We also demonstrated that the frontoparietal networks highly contribute to the ELC score prediction as well as identity identification, which is consistent with existing studies demonstrating the relationship between individual uniqueness and cognitive behavior (Cole et al., 2012; Kaufmann et al., 2017; Horien et al., 2019). This result reveals the association between functional fingerprints and cognitive performance during infancy. Meanwhile, difference exist in the individualized connectome characteristics between identification and behavior prediction. The strong dependence of cognitive score on the across-network connectivity suggests the domination of large-scale coordination of brain activity in cognitive behavior (Power et al., 2011). By comparison, the involvement of more within-network connectivity in the uniqueness of individual connectome patterns reveals the importance of localized stability in the functional fingerprint.

Additional considerations

In our study, subjects older than 876 d in the BCP dataset were not included because they were typically scanned while watching movies rather than sleeping, and the functional connectivity may show different patterns with different engagement of visual and auditory stimuli (Vakhtin et al., 2014; Horien et al., 2019). Employing longitudinal pediatric scans acquired across different scan paradigms and during longer intervals up to years may further test the stability of the functional connectome fingerprinting. Our recent work on sleep-to-awake functional connectome prediction based on deep learning may be beneficial for the related study (Hu et al., 2021). Another consideration is that we only used static functional connectivity to investigate the individualized pattern of the functional connectome. Examining whether the dynamic functional connectivity and some derived dynamic measures (Liu et al., 2018) can characterize individual uniqueness of infants would further improve our understanding of the stable inherent traits and ongoing changes of the infant connectome fingerprint.

Conclusion

In summary, our findings reveal that the functional connectome fingerprint appears to be established during early infancy and, more importantly, maintains stability over the span of months, despite rapid early brain development.
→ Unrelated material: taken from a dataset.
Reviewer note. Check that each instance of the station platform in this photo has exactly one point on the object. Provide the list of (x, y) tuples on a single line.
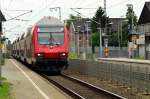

Complementary to the reports of the individualized patterns of functional connectome in adolescents, adults, and older adults, our results highlight the existence of individualized functional connectivity patterns during infancy, thus filling a knowledge gap in neurodevelopment and completing the full picture of the functional connectome fingerprint across the whole life span after birth. The necessity of functional connection selection during our study emphasizes the specificity of the functional connectome fingerprint during infancy as well. By demonstrating the distinctness of high-order association cortices and the differential contribution of various networks in individual identification, we characterize, for the first time, the network mechanisms underlying the functional connectome fingerprint in infants. Our findings support the potential application of an individualized functional connectome in measuring individual personal traits and tracking the progression of mental disorders during early brain development.